The recent conflicts in the Middle East and now Ukraine have highlighted a number of trends in the means and methods of warfare. Although the nature and motivations of conflict remain constant, new technologies are just one of the many factors changing how and by whom wars are being fought. In this new book, author Marcus Schulzke examines some of the most significant 21st century innovations, grouping them into technological, organizational, and strategic innovations, which he then examines using seven different themes to examine these developments for their broader implications for the nature of war for the next several decades.
His reference framework is what he describes as the “Westphalian system”—that is, the political system of sovereign nation-states that have fixed borders and a monopoly of military power within their borders along with the exclusive authority to wage war across borders. The innovations the author chooses to analyze are primarily those that have the biggest potential to threaten this system and potentially bring conflict to a greater part of the globe without regard to geographic borders or the sovereignty of national governments.
As the author notes in his introduction, making predictions about the future of war and warfare is always fraught with analytic peril, but he has made some pretty solid if sometimes dated choices. There is no doubt that drones and cyberwarfare, two major technological innovations, will continue to play larger roles in future conflicts as countries seek ways to inflict damage on their opponents militaries without incurring their own excessive casualties. Drones in particular are likely to play an increasingly important role in conflict as they become more than just combat systems, but begin to perform logistical and support roles usually reserved for troops on the ground.
The absolute requirement for modern command and control systems to tie geographically separated forces together as well as providing vital logistical support will continue to elevate the use of cyber weapons as essentially their own component of modern combined arms warfare. His choice of non-lethal weapons as a major technological innovation may have a declining impact as America’s Middle East interventions end and Western militaries, especially as the U.S. once again turns away from the messy involvement with population-centric counter-insurgency and nation-building and begins once again to refocus on great power conflict.

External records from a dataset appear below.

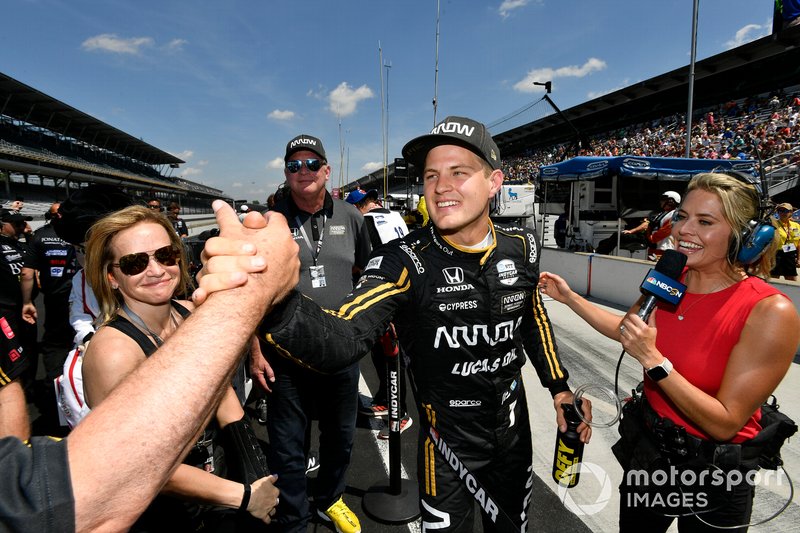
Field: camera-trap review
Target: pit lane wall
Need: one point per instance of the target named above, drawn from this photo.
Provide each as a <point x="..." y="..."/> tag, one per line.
<point x="616" y="280"/>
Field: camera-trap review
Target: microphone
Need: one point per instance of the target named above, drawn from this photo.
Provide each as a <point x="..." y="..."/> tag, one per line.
<point x="661" y="285"/>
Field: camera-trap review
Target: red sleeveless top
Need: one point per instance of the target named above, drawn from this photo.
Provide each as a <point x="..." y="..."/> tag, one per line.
<point x="699" y="345"/>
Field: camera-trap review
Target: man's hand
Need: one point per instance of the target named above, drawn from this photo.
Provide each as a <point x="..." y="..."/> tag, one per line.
<point x="264" y="498"/>
<point x="261" y="253"/>
<point x="584" y="429"/>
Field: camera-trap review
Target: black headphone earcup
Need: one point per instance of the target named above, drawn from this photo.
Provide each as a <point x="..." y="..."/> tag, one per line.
<point x="754" y="242"/>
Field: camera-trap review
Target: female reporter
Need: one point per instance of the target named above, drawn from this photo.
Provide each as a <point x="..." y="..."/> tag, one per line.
<point x="135" y="264"/>
<point x="709" y="364"/>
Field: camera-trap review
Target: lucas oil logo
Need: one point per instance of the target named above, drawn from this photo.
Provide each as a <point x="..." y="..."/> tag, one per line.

In addition to these technical innovations, the organizational and strategic innovations scrutinized by the author may have more significant impacts on warfare in the long run. Two of these—the use of Private Military Contractors (PMCs) and the use of targeted killing—are probably the prime drivers of his theses of the breakdown of the traditional “Westphalian system” as more countries that have traditionally had strong conventional militaries such as Russia, turn more to PMCs to provide deniability for military actions like the 2014 seizure of the Crimea, or to avoid domestic political scrutiny by deploying large numbers of Russian PMCs to support the Assad regime in Syria.
Targeted killings, particularly of top terrorist organization leadership, has been a significant part of America’s means of waging the Global War on Terror for nearly two decades and remains a major strategic weapon using America’s global covering fleet of drones. Other countries, such as Israel and potentially Russia, will likely emulate this strategy as it offers a means of strategic messaging without inflicting large numbers of civilian casualties from conventional air strikes.
Some of his other organizational and strategic innovations are very much focused on counter-insurgency type military action, which, along with non-lethal weapons, may have less applicability to future conflict as great power wars make a reappearance. However, the next few months of the Russia-Ukraine War may indeed evolve into a low-level insurgency or guerilla war as Russia tries to incorporate conquered Ukrainian provinces into Mother Russia against the wishes of a majority of their residents.
There’s no doubt that all of the world’s major conventional militaries are closely watching the events unfolding in Ukraine while still trying to understand the implications of the last two decades of conflict across the Middle East, from Libya to Afghanistan. The rise of non-state actors like Hezbollah, the Taliban (although they are now state actors), and ISIS has indeed broken many of the traditional notions of the Westphalian System. How much further the use of the technological, organizational, and strategic innovations analyzed in this book will make warfare more complicated and bloody as traditional norms of the “law of armed conflict” and the “rules of war” decay remains to be seen, but the author is certainly prescient in highlighting these possibilities.
This volume will be of certain interest to anyone trying to examine what has changed in warfare and where these trends might for in the near future. The author’s thesis is compelling and seamlessly woven throughout the book and based on a solid analytical framework.